Monday, August 11, 2014

Three Takes on 20th Century Art


A recent vacation swing through Wisconsin and back by way of Chicago offered an opportunity to visit three art institutions, each with a focused exhibit worth seeing.

In Sheboygan, Wisconsin, at the John Michael Kohler Arts Center, I encountered a retrospective titled “Arts/Industry: Collaboration and Revelation,” highlighting the 40th anniversary of a program involving mainly ceramic artists and the large Kohler Company, known for its innovative kitchen and bathroom fittings and fixtures. Having lived in Sheboygan from 1970 to 1991, I recognized a few of the early works on view. The program has produced an astonishing variety of ceramic arts, through artists in residence at the factory.

In Milwaukee, the featured exhibit at the Milwaukee Art Museum was “Kandinsky: A Retrospective,” featuring paintings and other works by Russian-born Wassily Kandinsky (1866-1944) from the large collection at the Centre Pompidou in Paris. The works on view span 1900 to 1944, from Kandinsky’s experimentation with Art Nouveau through the Bauhaus years and culminating with his flirtations with Surrealism and Abstract Expressionism. (Fragment I for Composition VII from 1913 is shown above.)
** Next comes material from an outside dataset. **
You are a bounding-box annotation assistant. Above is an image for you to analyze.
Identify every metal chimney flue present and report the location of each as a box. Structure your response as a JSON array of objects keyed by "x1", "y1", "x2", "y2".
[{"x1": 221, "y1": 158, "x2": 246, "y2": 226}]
Finally, at the Chicago Art Institute, I was happy to visit “Magritte: The Mystery of the Ordinary, 1926-1938,” billed as the “first major museum exhibition to focus exclusively on the breakthrough years of René Magritte” (1898-1967), a Surrealist responsible for some of the 20th Century’s most engaging images. From works on paper that first gained him recognition in Brussels, the exhibit moves forward through the Paris years when he was in contact with fellow Surrealists, such as André Breton, Salvador Dali, and Joan Miró. The exhibit concludes with works made in London and Brussels between 1937 and 1938, including the iconic Time Transfixed, in which a train engine emerges from a fireplace.


All three exhibits showcase aspects of 20th Century Modernism, from the eclectic mix of artists’ ceramic works in a 40-year show spanning late Modernism to Postmodernism, to Kandinsky’s experiments in Art Nouveau and Abstract Expressionism, and finally to Magritte’s emergence from early Impressionistic works to his solid place in Surrealism. A vacation that includes such an abundance of visual images is truly a marvel of coincidence.

1 comment:

  1. It sounds like such a wonderful vacation! All three exhibits sound fascinating. It is difficult for me to sit here and say which attracts my attention the most.